Bank Al-Maghrib : Une structure de défaisance à l'étude

Le secteur bancaire se fait l'écho, depuis quelques semaines, du lancement d'un projet de structure de défaisance au Maroc​ pour alléger les bilans bancaires de leurs "actifs toxiques"​. Abdellatif Jouahri a clarifié la position de la ​B​anque centrale sur ce point en conférence de presse mardi. 
 

La banque centrale réfléchit à cette possibilité. "Oui, on y pense. Nous avons reçu des propositions que nous étudions", indique le Wali de la ​B​anque centrale pour qui il est ​encore ​prématuré ​de se prononcer​.​  "Il n y a encore aucune décision qui été prise à ce sujet car cela ne dépend pas uniquement de nous mais également des banques concernées". De plus, plusieurs points techniques sont encore à régler​, précise le Wali de la Banque centrale​.

Ces structures de défaisance, souvent publique​s,​ ont le surnom très réducteur de "banques poubelles"​ ou "Bad bank"​. Leur objet est de racheter des créances en souffrances et d'autres actifs fortement dépréciés auprès des banques commerciales ​à des valeurs supérieures au prix de marché pour nettoyer leur bilans, les remettre à flot et leur permettre de ​continuer à ​financer correctement l'économie.  Les opération de défaisance ont permis à nos voisins Sspagnols d'éviter des faillites bancaires lorsque le pays était frappé de plein fouet par la crise immobilière de 2011-2012. ​D'ailleurs, les professionnels estiment que ce modèle serait le plus scruté dans le cadre de cette étude de faisabilité. 

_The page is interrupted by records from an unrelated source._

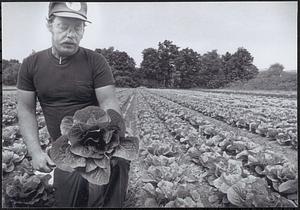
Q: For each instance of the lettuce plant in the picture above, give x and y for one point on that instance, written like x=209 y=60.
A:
x=89 y=140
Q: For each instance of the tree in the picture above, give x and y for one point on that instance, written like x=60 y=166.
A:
x=238 y=66
x=167 y=53
x=275 y=69
x=122 y=65
x=211 y=73
x=188 y=65
x=150 y=66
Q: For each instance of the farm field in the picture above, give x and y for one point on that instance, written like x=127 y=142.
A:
x=197 y=149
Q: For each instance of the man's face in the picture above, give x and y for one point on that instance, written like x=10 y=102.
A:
x=66 y=35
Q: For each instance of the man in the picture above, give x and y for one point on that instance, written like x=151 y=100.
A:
x=66 y=78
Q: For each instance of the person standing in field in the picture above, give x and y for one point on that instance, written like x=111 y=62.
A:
x=66 y=78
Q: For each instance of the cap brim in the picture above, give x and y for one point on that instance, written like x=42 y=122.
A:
x=71 y=15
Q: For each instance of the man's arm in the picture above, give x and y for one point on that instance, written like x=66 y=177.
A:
x=26 y=107
x=107 y=98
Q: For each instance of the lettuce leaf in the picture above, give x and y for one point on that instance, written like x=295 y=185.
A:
x=63 y=158
x=128 y=148
x=99 y=176
x=86 y=151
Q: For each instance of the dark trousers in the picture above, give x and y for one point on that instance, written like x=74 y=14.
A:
x=71 y=190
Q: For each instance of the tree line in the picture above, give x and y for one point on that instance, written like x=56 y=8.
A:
x=168 y=66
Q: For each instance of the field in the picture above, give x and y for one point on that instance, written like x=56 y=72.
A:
x=198 y=148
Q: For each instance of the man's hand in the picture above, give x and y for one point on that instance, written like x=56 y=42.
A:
x=42 y=162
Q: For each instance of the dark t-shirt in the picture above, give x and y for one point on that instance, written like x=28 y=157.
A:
x=64 y=88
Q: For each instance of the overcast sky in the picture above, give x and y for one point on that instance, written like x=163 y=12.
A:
x=268 y=30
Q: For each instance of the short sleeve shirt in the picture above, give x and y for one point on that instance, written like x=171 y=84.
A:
x=64 y=88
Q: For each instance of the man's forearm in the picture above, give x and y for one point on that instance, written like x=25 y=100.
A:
x=111 y=104
x=29 y=130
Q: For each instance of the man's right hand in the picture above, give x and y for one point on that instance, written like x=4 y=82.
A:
x=42 y=162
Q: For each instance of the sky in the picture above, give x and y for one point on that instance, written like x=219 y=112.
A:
x=268 y=30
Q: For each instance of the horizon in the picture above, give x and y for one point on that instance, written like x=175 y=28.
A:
x=268 y=30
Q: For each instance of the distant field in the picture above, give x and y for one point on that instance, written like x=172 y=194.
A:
x=198 y=147
x=274 y=93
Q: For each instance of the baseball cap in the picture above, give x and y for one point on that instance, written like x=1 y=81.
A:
x=69 y=9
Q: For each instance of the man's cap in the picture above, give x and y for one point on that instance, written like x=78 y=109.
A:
x=69 y=9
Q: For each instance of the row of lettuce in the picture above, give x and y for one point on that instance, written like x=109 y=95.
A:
x=271 y=117
x=244 y=173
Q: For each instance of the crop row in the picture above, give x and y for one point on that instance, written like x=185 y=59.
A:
x=221 y=152
x=169 y=180
x=276 y=124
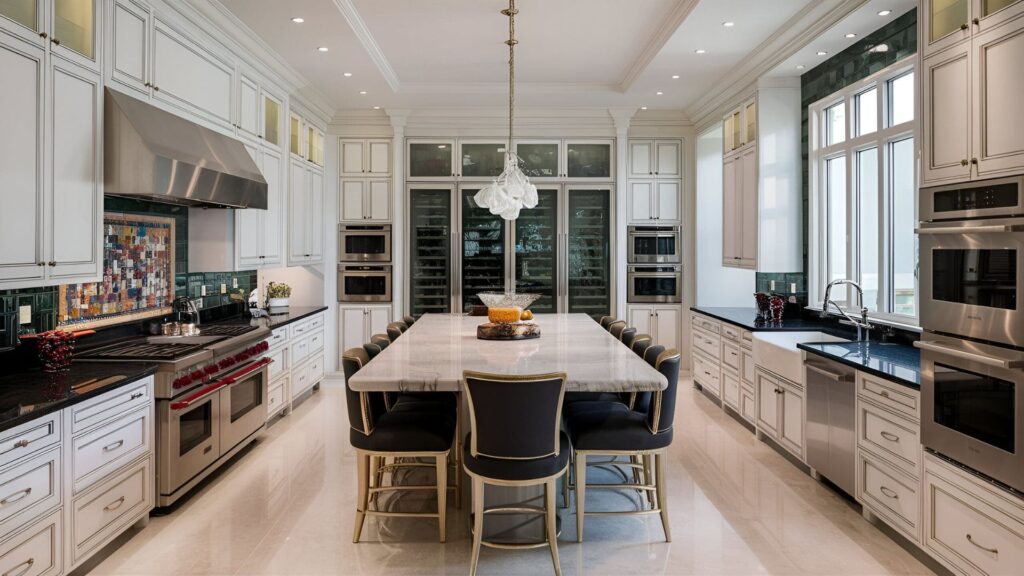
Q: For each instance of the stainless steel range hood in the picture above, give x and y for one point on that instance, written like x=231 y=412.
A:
x=155 y=155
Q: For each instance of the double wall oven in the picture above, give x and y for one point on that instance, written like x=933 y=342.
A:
x=972 y=274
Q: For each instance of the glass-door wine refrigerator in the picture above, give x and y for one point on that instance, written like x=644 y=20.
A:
x=561 y=249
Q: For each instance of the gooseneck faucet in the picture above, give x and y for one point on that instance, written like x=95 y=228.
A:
x=863 y=326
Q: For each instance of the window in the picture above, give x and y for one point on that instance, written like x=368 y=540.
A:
x=863 y=195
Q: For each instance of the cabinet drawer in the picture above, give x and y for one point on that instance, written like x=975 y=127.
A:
x=731 y=357
x=901 y=399
x=103 y=511
x=29 y=438
x=111 y=446
x=28 y=489
x=890 y=437
x=35 y=550
x=704 y=323
x=970 y=533
x=891 y=495
x=112 y=405
x=709 y=343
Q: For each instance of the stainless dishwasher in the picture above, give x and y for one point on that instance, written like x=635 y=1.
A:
x=832 y=440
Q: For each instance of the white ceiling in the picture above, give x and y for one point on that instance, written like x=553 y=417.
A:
x=451 y=53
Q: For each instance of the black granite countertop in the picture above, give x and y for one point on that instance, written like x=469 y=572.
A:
x=748 y=318
x=30 y=394
x=295 y=314
x=896 y=363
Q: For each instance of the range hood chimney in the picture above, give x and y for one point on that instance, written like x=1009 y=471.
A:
x=154 y=155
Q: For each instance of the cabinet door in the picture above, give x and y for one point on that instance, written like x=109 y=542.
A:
x=768 y=404
x=641 y=158
x=380 y=201
x=749 y=210
x=667 y=159
x=353 y=328
x=130 y=45
x=187 y=76
x=22 y=162
x=792 y=421
x=273 y=217
x=641 y=200
x=667 y=327
x=380 y=158
x=946 y=116
x=667 y=195
x=998 y=84
x=352 y=197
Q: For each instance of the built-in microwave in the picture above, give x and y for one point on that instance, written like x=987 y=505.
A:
x=365 y=243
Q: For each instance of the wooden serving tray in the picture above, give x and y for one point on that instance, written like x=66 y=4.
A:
x=509 y=331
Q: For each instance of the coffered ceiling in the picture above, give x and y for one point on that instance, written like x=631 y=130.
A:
x=571 y=53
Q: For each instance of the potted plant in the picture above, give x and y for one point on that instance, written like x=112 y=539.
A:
x=278 y=294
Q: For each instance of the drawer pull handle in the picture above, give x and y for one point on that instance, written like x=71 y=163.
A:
x=987 y=549
x=15 y=497
x=889 y=436
x=114 y=446
x=115 y=504
x=25 y=566
x=889 y=492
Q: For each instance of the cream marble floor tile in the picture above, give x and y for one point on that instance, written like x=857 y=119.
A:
x=286 y=506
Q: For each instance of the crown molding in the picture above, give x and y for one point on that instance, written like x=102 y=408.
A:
x=670 y=25
x=373 y=49
x=795 y=34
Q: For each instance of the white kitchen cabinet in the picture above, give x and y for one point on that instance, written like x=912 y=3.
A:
x=258 y=233
x=364 y=200
x=188 y=76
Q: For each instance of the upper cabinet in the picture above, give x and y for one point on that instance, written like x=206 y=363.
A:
x=971 y=86
x=70 y=29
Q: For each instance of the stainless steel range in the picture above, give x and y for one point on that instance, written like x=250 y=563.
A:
x=211 y=398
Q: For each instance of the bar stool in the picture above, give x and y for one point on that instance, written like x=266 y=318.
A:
x=616 y=430
x=376 y=434
x=515 y=440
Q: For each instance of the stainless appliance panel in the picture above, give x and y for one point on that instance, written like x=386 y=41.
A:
x=972 y=277
x=654 y=284
x=365 y=243
x=973 y=405
x=364 y=283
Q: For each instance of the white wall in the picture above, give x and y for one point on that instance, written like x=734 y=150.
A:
x=716 y=285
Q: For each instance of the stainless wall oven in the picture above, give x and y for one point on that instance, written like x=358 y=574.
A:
x=654 y=284
x=653 y=245
x=973 y=405
x=365 y=243
x=364 y=283
x=972 y=245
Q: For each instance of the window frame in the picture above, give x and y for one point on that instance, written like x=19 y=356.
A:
x=820 y=152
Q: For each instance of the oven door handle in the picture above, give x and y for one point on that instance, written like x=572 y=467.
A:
x=994 y=229
x=940 y=347
x=254 y=367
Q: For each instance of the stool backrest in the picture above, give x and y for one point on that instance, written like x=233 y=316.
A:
x=364 y=408
x=514 y=417
x=663 y=407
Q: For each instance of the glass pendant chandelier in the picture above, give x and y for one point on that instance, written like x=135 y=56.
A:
x=511 y=191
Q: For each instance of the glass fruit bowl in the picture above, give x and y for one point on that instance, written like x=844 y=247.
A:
x=507 y=299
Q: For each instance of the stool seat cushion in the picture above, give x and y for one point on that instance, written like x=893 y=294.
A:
x=613 y=427
x=517 y=469
x=408 y=432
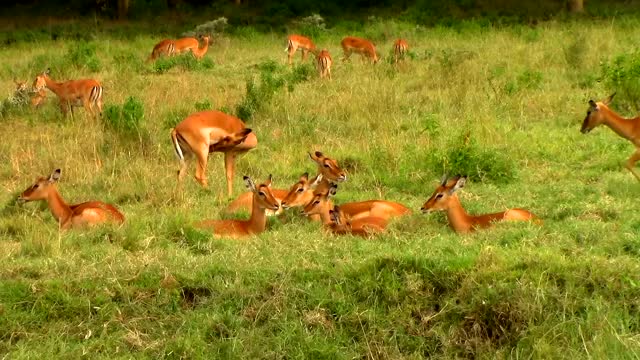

Abdellatif Jouahri évoque également la problématique des dations en paiement​ dans le secteur bancaire​. "Nous sommes en train d'encadrer cette pratique à travers une directive pour en fixer les modalités sachant que peu de pays ont pris une telle décision​ (ndlr : d'encadrer la pratique)​​"​. Jouahri évoque furtivement le​ type​ ​de ​modalités à fixer, comme la nature des biens à ​accepter en dations​​ ou la durée de détention dans les bilans des banques qui​, théoriquement,​ n'ont pas vocation à détenir des actifs ​aussi peu liquides​ dans leurs bilans. Ces dations permettent aux promoteurs immobiliers de rembourser leurs ​dettes bancaires "en nature" lorsqu'ils ​ont des problèmes de liquidité. La pratique s'est rapidement développée au Maroc ​parallèlement à la crise traversée par les promoteurs immobiliers.